526 – Theoderic the Great, King of the Ostrogoths and ruler of Italy, dies; his daughter Amalasuntha takes power as regent for her 10-year-old son Athalaric. When her son dies in 534, she briefly becomes Queen, choosing her cousin Theidaha as co-ruler, but is assassinated with at the least his permission, giving Byzantine Emperor Justinian I an excuse to send his general Belisarius on an invasion of  Italy

1096 – Pope Urban II bans use of the crossbow, on pain of excommunication, against fellow Christians; still allowed for use against non-believers, heretics and heathens



1681 – English King Charles II grants William Penn a royal charter for a large tract of land in America to satisfy a debt owed to Penn’s father

1748 – Jacques-Louis David born, French Neoclassicist painter



1767 – Christian Friedrich Gottlieb Schwencke born, German composer, pianist and music publisher



1780 – Benedict Arnold secretly promises to surrender West Point fort to the British

1787 – Mary Thomas born, poet and early South Australian settler whose diaries and letters, first published in 1915, are a detailed account of early colonial life

1797 – Mary Wollstonecraft Shelley is born, author of Frankenstein: or, The Modern Prometheus.

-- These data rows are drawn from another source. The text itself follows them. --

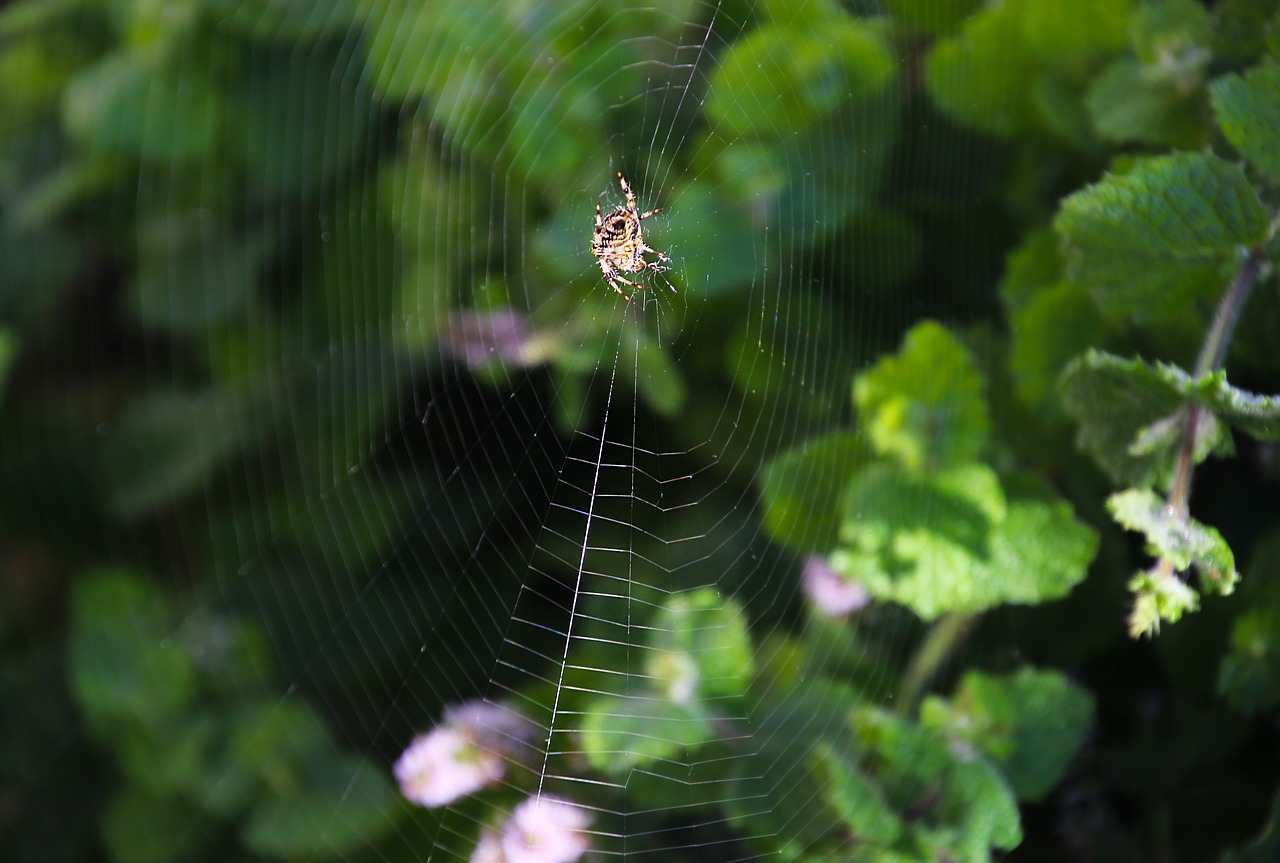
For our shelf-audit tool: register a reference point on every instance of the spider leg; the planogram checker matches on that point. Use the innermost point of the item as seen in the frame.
(649, 249)
(612, 277)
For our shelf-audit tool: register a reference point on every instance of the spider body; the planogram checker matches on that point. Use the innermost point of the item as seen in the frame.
(618, 242)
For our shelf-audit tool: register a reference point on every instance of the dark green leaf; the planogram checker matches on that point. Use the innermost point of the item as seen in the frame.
(1031, 724)
(155, 105)
(1130, 103)
(801, 491)
(856, 799)
(924, 405)
(167, 446)
(1240, 28)
(346, 804)
(775, 82)
(1132, 414)
(711, 631)
(1048, 332)
(301, 120)
(1248, 110)
(932, 16)
(126, 666)
(1164, 236)
(981, 76)
(8, 348)
(622, 733)
(275, 19)
(138, 827)
(1173, 33)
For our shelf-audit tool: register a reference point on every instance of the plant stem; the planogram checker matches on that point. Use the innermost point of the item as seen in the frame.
(1211, 356)
(938, 644)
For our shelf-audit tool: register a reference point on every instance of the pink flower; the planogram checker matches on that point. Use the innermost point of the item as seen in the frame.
(494, 726)
(543, 830)
(488, 849)
(443, 765)
(831, 593)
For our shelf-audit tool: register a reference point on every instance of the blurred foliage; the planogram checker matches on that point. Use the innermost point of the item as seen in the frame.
(307, 379)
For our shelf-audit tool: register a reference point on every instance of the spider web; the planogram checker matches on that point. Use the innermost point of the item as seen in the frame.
(465, 469)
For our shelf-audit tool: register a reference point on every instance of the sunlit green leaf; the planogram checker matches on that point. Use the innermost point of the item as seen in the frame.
(856, 799)
(712, 633)
(1176, 538)
(620, 734)
(950, 542)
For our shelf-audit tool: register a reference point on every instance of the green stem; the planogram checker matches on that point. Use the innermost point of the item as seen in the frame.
(938, 645)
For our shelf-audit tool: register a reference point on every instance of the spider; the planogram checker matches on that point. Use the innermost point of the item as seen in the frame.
(618, 243)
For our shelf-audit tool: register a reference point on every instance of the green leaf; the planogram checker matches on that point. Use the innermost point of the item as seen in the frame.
(1248, 110)
(960, 806)
(1133, 103)
(622, 733)
(124, 665)
(1265, 846)
(803, 487)
(273, 21)
(776, 82)
(138, 827)
(657, 379)
(855, 799)
(344, 806)
(158, 105)
(191, 279)
(1240, 30)
(1173, 32)
(1132, 414)
(1249, 677)
(999, 72)
(1176, 538)
(981, 76)
(1130, 418)
(298, 118)
(1249, 674)
(165, 444)
(1036, 265)
(1048, 332)
(1031, 724)
(711, 631)
(950, 542)
(924, 405)
(8, 350)
(932, 16)
(1164, 236)
(712, 263)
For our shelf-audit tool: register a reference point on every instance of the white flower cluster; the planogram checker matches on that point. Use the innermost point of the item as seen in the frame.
(540, 830)
(467, 752)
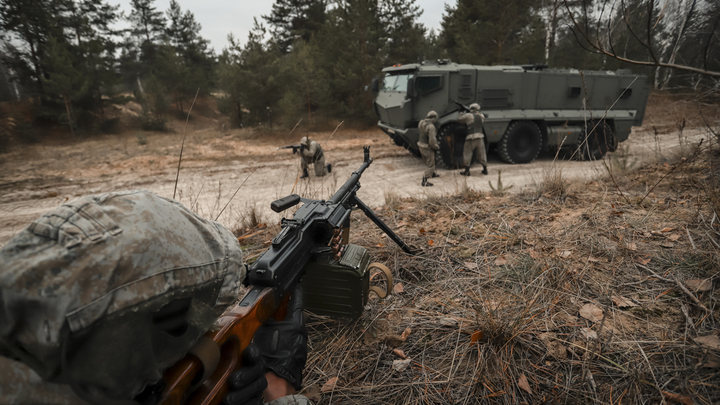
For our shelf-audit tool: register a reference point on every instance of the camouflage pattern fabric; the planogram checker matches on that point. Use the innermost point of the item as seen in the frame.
(474, 146)
(428, 156)
(105, 292)
(474, 121)
(314, 155)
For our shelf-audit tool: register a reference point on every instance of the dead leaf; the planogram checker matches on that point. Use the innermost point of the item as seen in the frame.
(312, 393)
(711, 361)
(622, 302)
(709, 341)
(699, 285)
(589, 334)
(329, 385)
(522, 383)
(398, 288)
(677, 398)
(591, 312)
(401, 365)
(643, 260)
(554, 347)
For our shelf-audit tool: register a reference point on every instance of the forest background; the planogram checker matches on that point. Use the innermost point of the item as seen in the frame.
(64, 64)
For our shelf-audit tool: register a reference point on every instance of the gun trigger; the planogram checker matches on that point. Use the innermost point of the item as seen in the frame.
(321, 249)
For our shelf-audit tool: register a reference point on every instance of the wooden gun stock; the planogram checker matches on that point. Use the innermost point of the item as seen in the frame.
(236, 329)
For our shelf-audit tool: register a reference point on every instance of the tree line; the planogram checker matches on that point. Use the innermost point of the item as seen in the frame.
(313, 59)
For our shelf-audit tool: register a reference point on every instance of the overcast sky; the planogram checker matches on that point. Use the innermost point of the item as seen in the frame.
(221, 17)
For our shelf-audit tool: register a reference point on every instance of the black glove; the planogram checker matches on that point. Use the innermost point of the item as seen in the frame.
(248, 383)
(283, 344)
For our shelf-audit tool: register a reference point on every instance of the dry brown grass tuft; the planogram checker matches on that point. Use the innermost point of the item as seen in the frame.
(500, 303)
(554, 184)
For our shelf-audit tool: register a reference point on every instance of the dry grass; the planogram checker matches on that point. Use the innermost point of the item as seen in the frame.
(554, 184)
(493, 303)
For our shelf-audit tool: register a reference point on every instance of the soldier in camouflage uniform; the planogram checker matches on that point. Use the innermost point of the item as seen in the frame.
(311, 153)
(427, 143)
(99, 296)
(475, 140)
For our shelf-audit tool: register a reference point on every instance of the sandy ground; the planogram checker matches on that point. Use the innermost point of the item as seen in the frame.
(36, 178)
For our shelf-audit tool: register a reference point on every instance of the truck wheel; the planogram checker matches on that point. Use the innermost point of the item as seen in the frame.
(521, 142)
(414, 152)
(599, 142)
(451, 139)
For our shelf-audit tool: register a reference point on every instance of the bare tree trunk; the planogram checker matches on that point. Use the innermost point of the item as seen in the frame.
(685, 20)
(68, 109)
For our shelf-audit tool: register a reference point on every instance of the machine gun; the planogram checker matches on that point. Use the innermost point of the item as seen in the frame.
(295, 148)
(316, 235)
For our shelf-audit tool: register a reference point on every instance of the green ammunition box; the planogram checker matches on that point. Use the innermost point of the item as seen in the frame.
(337, 288)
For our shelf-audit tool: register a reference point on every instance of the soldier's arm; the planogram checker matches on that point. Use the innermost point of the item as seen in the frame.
(310, 150)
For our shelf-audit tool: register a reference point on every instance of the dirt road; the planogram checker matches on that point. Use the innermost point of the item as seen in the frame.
(36, 178)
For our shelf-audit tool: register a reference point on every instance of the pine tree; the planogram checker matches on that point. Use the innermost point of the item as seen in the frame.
(194, 61)
(350, 56)
(30, 23)
(293, 20)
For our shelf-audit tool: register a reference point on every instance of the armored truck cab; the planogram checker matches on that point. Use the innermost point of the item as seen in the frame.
(527, 108)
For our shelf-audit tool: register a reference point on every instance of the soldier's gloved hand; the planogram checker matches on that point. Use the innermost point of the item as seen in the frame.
(248, 383)
(283, 344)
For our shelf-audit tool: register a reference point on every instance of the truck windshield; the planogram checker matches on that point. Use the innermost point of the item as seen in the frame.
(396, 82)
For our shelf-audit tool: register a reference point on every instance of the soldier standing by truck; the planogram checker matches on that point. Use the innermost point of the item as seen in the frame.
(427, 143)
(475, 140)
(311, 152)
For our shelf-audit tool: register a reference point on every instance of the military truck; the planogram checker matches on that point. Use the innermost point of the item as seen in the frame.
(528, 108)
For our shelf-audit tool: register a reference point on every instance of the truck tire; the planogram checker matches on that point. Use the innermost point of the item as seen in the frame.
(451, 139)
(521, 142)
(599, 142)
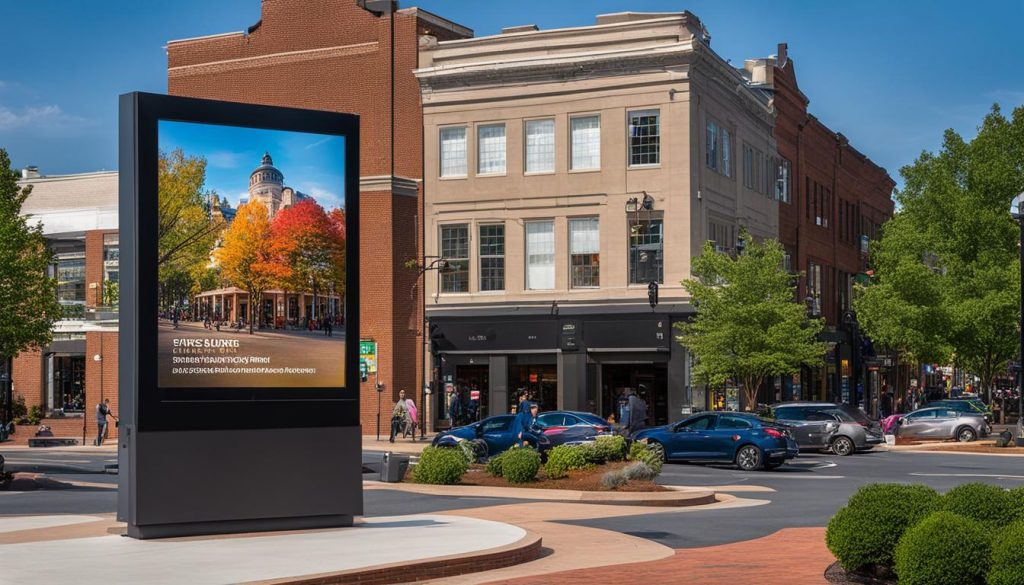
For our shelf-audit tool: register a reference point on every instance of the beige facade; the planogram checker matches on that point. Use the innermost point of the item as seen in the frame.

Frankenstein Day * honors her best-known work



1821 – Anita Garibaldi born, Brazilian comrade-in-arms and wife of Italian nationalist Giuseppe Garibaldi after his arrival is Brazil. A skilled horsewoman – while pregnant, she escapes after being captured by enemies during the Battle of Curitibanos by stealing a horse; when it is shot out from under her, she wades into the river Canoas. Her pursuers assume she will drown, and leave her for dead. She survives for four days without food or water before finding help, and reunites with Garibaldi; a few months later she gives birth their son

1835 – Melbourne, Victoria, Australia, is founded, named after then-British Prime Minister, William Lamb, 2nd Viscount Melbourne

1836 – Houston, Texas, is founded, named after Sam Houston, hero of San Jacinto

1852 – Jacobus Hoff born in Holland, German chemist, first winner of the Nobel Prize for chemistry (1901)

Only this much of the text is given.